O Mistério de Henri Pick (Le Mystère Henri Pick: 2019) de Rémi Bezançon

Há cinquenta anos, estreava nos cinemas italianos “Trinity é o Meu Nome” (Lo Chiamavano Trinità: 1970), um Western Spaghetti que misturava bang bang com doses generosas de comédia. O resultado é um clássico da sétima arte e do humor audiovisual. Contudo, aos olhos dos cinéfilos de hoje, este filme tem uma particularidade especial: “Trinity é o Meu Nome” marcou o início da trajetória internacional de uma das duplas de atores de maior sucesso do cinema italiano. Estou falando, obviamente, da parceria de Terence Hill com Bud Spencer. Os dois atores protagonizaram juntos mais de duas dezenas de filmes entre a década de 1960 e a década de 1990. Assim, tornaram-se figuras populares no universo cinematográfico europeu e, por que não, mundial.

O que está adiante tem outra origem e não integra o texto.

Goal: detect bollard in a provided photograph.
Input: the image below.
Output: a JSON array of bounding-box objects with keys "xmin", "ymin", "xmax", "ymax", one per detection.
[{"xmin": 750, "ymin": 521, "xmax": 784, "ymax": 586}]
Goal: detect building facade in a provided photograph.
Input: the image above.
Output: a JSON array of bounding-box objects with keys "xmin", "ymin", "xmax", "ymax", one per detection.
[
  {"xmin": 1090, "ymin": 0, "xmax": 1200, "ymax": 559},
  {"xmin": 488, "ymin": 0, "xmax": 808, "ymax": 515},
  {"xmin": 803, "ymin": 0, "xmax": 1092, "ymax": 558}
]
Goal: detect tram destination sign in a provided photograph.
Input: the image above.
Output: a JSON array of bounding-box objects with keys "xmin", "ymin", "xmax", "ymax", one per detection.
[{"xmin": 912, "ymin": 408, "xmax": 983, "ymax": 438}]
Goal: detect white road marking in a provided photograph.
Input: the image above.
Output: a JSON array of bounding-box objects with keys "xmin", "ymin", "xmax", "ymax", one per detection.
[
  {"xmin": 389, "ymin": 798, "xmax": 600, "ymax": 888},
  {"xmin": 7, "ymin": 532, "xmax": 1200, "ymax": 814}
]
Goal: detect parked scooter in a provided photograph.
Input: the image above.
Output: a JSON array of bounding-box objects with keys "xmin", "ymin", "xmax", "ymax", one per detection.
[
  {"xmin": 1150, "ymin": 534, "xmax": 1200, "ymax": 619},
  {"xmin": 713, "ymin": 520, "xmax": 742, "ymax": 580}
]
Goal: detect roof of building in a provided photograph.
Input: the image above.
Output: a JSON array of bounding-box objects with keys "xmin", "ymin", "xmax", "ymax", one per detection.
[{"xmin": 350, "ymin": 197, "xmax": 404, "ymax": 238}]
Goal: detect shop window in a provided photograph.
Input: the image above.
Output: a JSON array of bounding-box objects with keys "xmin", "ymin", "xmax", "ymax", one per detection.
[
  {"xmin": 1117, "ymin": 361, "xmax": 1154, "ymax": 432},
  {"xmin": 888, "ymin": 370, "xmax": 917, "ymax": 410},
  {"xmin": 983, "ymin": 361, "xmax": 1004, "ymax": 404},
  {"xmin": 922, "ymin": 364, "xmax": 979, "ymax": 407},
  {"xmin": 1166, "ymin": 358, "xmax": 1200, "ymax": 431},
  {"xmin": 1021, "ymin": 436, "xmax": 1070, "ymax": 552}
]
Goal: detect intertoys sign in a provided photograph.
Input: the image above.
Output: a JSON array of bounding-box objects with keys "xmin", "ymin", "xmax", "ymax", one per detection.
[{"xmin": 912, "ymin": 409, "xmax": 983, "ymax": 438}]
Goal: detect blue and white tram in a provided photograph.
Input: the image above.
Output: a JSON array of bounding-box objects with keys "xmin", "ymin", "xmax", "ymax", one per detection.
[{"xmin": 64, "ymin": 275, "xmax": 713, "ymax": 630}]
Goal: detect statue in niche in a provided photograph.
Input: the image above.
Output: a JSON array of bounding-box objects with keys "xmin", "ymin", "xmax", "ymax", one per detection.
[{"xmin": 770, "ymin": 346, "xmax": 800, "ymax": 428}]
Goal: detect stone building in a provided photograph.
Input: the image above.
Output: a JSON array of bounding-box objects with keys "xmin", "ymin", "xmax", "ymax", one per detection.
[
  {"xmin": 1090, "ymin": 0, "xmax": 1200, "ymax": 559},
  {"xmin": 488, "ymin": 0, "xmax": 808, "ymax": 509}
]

Para quem ainda não identificou Terence Hill e Bud Spencer pelos seus nomes, basta dizer que eles eram “aquela dupla do magro loirinho (e falante) e do gordo barbudo (e caladão) que vivia se metendo em confusões que acabavam invariavelmente em brigas de bar homéricas”. Impossível alguém ter acompanhado o cinema comercial naquela época e não se lembrar destas figuras. Com a fama adquirida, Hill e Spencer deixaram as comédias de Western Spaghetti para trás e embarcaram em outras produções cômicas (sempre com muita ação e pancadaria, suas marcas). Eles interpretaram incontáveis papéis nas telas: policiais rodoviários, caminhoneiros, músicos, dublês, ex-presidiários, trabalhadores braçais, oficiais da Marinha, pistoleiros e criminosos comuns. Independentemente do roteiro (que seguia a moldura narrativa do grandão calado e sério e do pequenino extrovertido e arruaceiro, que juntos eram imbatíveis na briga), os dois italianos sempre estavam lado a lado em cena para a alegria dos fãs espalhados pelos quatro cantos do planeta.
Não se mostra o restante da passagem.